Manitoba Pork Council says the province’s failure to help hog producers prepare for a planned 2013 ban on winter manure spreading has prompted many smaller operations to shut down and threatens to force more producers out of business.
In March 2008 the Manitoba government announced moratoriums on the construction of new or expanded hog barns in much of the province and stricter requirements in areas not covered by the moratoriums, including extending a ban on the winter spreading of livestock manure to all operations by 2013, ending the exemption for smaller operators.
Manitoba Pork Council chair Karl Kynoch says, despite assurances that the province would provide transition assistance, nothing has been offered so far and, in discussions with government as recently as this past month, there’s still nothing on the table.

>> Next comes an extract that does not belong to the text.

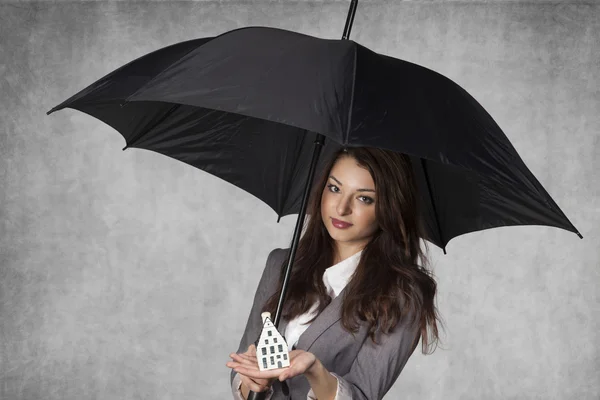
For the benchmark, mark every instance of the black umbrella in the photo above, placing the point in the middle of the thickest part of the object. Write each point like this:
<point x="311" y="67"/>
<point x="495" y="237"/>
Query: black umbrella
<point x="255" y="107"/>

For the winter spreading producers would now have to have 400 days of manure storage so that they can go over one year and the cost of that is basically restricting some of the producers to carry on.

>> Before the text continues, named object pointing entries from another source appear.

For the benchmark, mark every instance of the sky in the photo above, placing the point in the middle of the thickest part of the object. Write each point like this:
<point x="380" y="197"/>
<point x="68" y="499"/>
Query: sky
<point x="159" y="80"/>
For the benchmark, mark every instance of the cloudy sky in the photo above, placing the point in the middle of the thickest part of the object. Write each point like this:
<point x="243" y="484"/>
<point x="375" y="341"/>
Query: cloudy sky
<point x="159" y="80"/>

If you’re a producer maybe producing one thousand or two thousand pigs a year and you have to look at spending 100 to 150, even as high as 200 thousand dollars to build 400 day storage you just can’t work that into your numbers.
It basically makes the operation unprofitable for the future so we’re going to see a lot of family farms that aren’t going to be able to meet these regulation deadlines.
In fact, due to the financial burden that it puts on them, they’re actually going to be forced out of business so we’re going to see a lot of people that are producing anywhere from four thousand pigs and down or for example producers that maybe have 300 sows and smaller, it’s really going to put a restriction on these producers and it’s going to force a lot of them out of business.
Kynoch notes during Manitoba Pork Council’s annual district meetings this past fall he talked to several producers that are shutting down, have shut down or are planning to shut down before 2013 and yet there’s nothing to ease producers’ minds that they’ll be assisted in meeting these regulations.